Part of my inquiry stems from the fact that the initial, “blogging for the love of it,” enthusiasm that influenced early fashion bloggers to turn an altruistic eye toward trends, increased access in the fashion industry, and of course, a great bargain, appears to have largely given way to the hope and drive to turn blogging profitable. This has influenced the quantity and quality of fashion bloggers overall. Julie Fredrickson was recently quoted in the NY Times on the relationship between beauty blogging and free products, “Most of the bloggers call themselves beauty addicts, and maybe they were, but that girl quickly realizes that this is about notoriety and freebies,” Ms. Fredrickson said. “Maybe before people started sending out products, it wasn’t, but that’s not something we should romanticize anymore.” Julie has gone on to encourage fashion bloggers to put pressure on themselves to evolve creatively, stating in her blog that “[fashion blogging has gotten fawning again. Its almost as if the second we all got access the critical perspective we once took went out the window.” She goes on to encourage bloggers to focus “on creating value in our own right. We need to move beyond commentary…now that the hierarchy has been reestablished let’s get rid of it! Blogging is mainstream media again.

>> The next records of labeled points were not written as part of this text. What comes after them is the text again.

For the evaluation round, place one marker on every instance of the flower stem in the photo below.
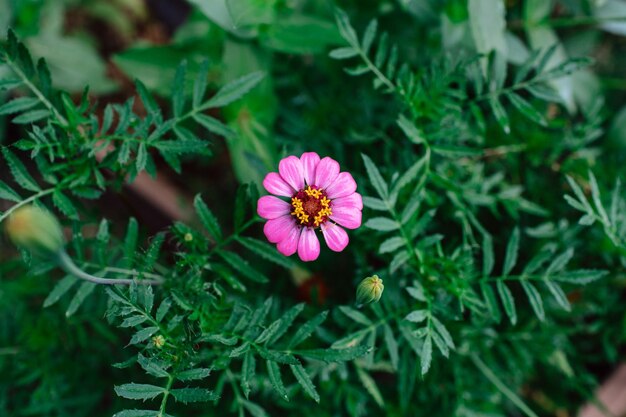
(70, 267)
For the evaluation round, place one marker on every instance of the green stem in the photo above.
(26, 201)
(70, 267)
(501, 386)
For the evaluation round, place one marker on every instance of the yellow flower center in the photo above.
(311, 207)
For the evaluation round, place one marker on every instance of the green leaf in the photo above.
(7, 193)
(512, 249)
(580, 276)
(377, 180)
(243, 267)
(31, 117)
(343, 53)
(65, 205)
(234, 90)
(277, 382)
(305, 381)
(139, 391)
(535, 299)
(85, 289)
(60, 289)
(382, 224)
(391, 244)
(193, 374)
(143, 334)
(267, 251)
(207, 218)
(527, 109)
(21, 176)
(193, 395)
(392, 345)
(507, 301)
(213, 125)
(307, 329)
(426, 355)
(152, 367)
(17, 105)
(500, 115)
(336, 355)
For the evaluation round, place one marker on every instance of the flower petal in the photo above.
(343, 185)
(309, 245)
(326, 172)
(270, 207)
(309, 162)
(349, 218)
(336, 238)
(291, 171)
(278, 229)
(353, 201)
(274, 184)
(289, 245)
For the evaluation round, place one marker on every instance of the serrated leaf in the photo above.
(134, 391)
(277, 382)
(65, 205)
(343, 53)
(193, 374)
(512, 249)
(305, 381)
(376, 179)
(535, 299)
(382, 224)
(17, 105)
(307, 329)
(234, 90)
(60, 289)
(19, 172)
(507, 301)
(208, 219)
(143, 334)
(193, 395)
(426, 355)
(267, 251)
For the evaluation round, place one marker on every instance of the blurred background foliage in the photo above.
(502, 148)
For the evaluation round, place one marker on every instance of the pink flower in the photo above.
(318, 196)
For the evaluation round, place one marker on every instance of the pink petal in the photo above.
(343, 185)
(309, 245)
(309, 162)
(291, 171)
(270, 207)
(289, 244)
(274, 184)
(326, 172)
(349, 218)
(353, 201)
(336, 238)
(277, 230)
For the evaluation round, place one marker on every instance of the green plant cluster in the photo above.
(487, 144)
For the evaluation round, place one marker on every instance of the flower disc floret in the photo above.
(309, 193)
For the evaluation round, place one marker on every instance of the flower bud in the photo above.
(36, 230)
(369, 290)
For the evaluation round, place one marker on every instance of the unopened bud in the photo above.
(369, 290)
(36, 230)
(158, 341)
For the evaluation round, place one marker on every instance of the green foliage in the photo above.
(462, 146)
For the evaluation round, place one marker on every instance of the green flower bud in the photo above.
(36, 230)
(369, 290)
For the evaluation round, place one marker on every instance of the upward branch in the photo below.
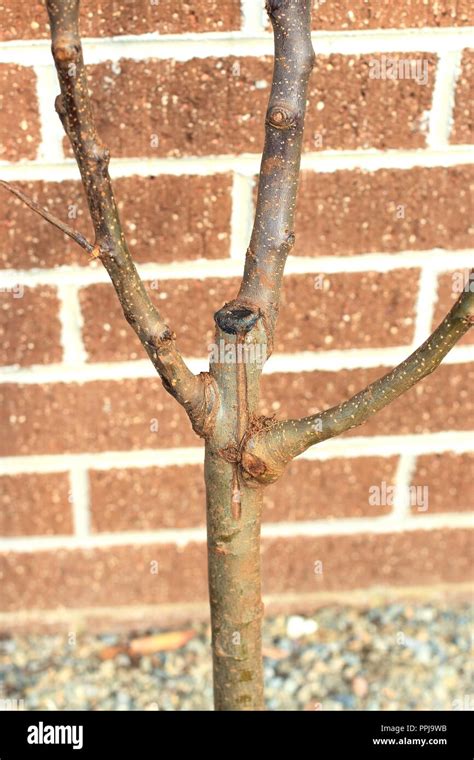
(267, 453)
(73, 105)
(273, 235)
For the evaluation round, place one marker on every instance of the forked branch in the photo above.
(273, 234)
(196, 393)
(267, 453)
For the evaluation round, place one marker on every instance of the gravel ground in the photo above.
(384, 658)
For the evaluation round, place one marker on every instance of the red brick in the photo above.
(147, 499)
(165, 219)
(350, 212)
(356, 310)
(442, 401)
(103, 577)
(35, 505)
(95, 416)
(449, 285)
(104, 18)
(366, 560)
(348, 109)
(463, 129)
(19, 126)
(313, 490)
(30, 331)
(124, 500)
(121, 575)
(448, 477)
(383, 14)
(161, 107)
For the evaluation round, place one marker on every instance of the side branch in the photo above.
(196, 394)
(269, 451)
(273, 235)
(76, 236)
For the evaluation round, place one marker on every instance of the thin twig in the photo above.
(76, 236)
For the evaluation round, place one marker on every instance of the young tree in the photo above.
(244, 452)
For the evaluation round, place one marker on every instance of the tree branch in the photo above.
(76, 236)
(272, 235)
(269, 450)
(196, 394)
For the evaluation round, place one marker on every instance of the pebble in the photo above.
(387, 657)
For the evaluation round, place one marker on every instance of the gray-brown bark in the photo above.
(244, 452)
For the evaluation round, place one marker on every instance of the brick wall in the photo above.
(100, 472)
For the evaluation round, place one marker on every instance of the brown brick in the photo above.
(442, 401)
(103, 577)
(313, 490)
(121, 575)
(95, 416)
(364, 560)
(449, 480)
(172, 108)
(348, 109)
(383, 14)
(351, 301)
(350, 212)
(463, 129)
(449, 286)
(148, 499)
(353, 310)
(125, 500)
(19, 125)
(98, 416)
(30, 331)
(34, 505)
(165, 219)
(161, 108)
(103, 18)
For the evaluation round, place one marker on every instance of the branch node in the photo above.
(281, 117)
(237, 317)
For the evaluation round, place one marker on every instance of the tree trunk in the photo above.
(244, 453)
(234, 509)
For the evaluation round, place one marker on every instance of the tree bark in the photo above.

Is blogging is facing its own multi-million dollar record deal to sell out? From a branding perspective, I often felt there was a kind of unspoken divide between those fashion blogs that were early adopters of Glam’s “anybody and everybody” acceptance model, and the more hand-picked feel of the original Coutorture model (I say original because with Sugar Inc’s recent acquisition of the hub the site is in almost daily evolvution. Currently, the focus seems to be moving away from a highlighting member content, emerging as its own multi-media vehicle content creator.) When looking at the visual branding, Sugar Inc seems to be operating on a similar aesthetic to Glam, and Coutorture seems almost like the way too cool older sister they can’t quite seem to understand. It’s a bit like if you are a Wal-Mart (Glam) or a Target (Coutorture) kind of person. Or back in elementary school when you had to be either a Madonna (Glam) or a Cyndi Lauper (Coutorture) kind of person.I am a Target shopping, Girls Just Want to Have Fun petticoat wearing fashion PR blogger. And I am worried that we are losing the heart of blogging in the pursuit of ad dollars, free products, party invites – all the things that bloggers and to a certain extent, PRs, bemoaned about the traditional print fashion journalism ‘slave to the advertiser’ model.

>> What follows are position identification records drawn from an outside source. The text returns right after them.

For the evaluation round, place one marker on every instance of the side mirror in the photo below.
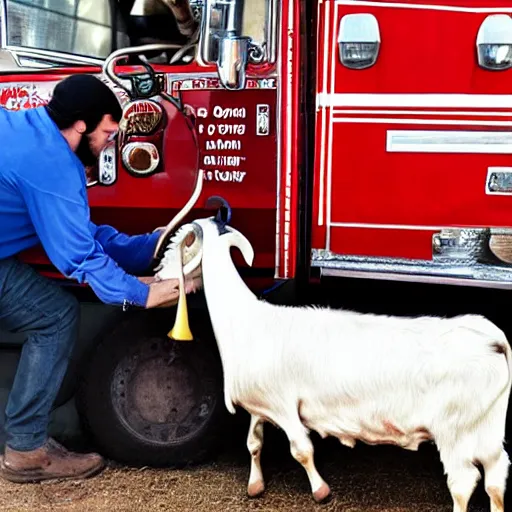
(235, 34)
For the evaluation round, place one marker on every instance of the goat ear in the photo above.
(236, 239)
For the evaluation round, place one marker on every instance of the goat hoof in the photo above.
(255, 489)
(322, 494)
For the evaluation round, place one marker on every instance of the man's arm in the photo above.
(133, 253)
(62, 224)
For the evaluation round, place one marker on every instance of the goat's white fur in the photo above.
(374, 378)
(170, 264)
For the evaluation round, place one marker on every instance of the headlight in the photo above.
(358, 40)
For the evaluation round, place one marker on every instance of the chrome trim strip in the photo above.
(3, 24)
(414, 100)
(451, 8)
(389, 276)
(279, 134)
(368, 225)
(63, 58)
(412, 141)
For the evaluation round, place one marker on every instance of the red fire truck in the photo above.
(351, 138)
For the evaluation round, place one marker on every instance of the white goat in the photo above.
(373, 378)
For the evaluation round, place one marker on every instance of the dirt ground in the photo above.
(365, 479)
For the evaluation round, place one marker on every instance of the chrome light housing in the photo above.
(494, 43)
(358, 40)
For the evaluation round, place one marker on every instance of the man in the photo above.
(43, 199)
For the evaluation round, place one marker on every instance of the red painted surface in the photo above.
(423, 51)
(291, 139)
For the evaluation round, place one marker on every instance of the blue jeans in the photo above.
(33, 304)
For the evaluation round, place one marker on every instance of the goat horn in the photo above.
(181, 330)
(212, 202)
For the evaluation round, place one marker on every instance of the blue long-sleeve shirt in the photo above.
(43, 199)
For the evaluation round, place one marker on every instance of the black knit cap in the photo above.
(82, 98)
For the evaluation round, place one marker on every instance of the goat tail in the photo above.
(502, 347)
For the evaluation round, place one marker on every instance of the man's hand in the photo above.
(163, 292)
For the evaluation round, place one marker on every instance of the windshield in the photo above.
(79, 27)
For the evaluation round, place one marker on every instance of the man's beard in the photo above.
(84, 152)
(90, 162)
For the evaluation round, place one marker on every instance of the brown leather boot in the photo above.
(51, 461)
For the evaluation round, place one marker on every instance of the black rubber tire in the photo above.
(104, 422)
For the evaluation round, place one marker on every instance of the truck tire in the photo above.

I checked in with friend, fashion blogger, and Fashiontribes editor Sandra Mendoza-Daly who has pursued the benefits of both Glam and Coutorture to see how she feels about these two major players. Her response: “I don’t receive as much traffic as some of the mainstream blogs. Recently, I noticed my traffic, according to Glam, has gone way down. However, according to my [non-Glam] stats, they haven’t fluctuated enough to coincide with the massive decline in ad revenue Glam claims I am making. Yet, Glam has not offered tutorials, courses, teleseminars on how to increase my traffic (Coutorture does). If they are making enough traffic to warrant yet another VC bonus, I’m wondering who is pulling in all of this traffic? Because according to them, it certainly isn’t me. On the other hand, Coutorture doesn’t offer ad revenue to its members. I do feel Coutorture cares more about quality content, but in the blogging business, it’s all about numbers.”

Is this inevitable, human nature, or can something be done? My eye is on sites like Independent Fashion Bloggers – a collective of thought-provoking posts on everything from blog networks and advertising to interviews with fashion bloggers own appointed monarchy.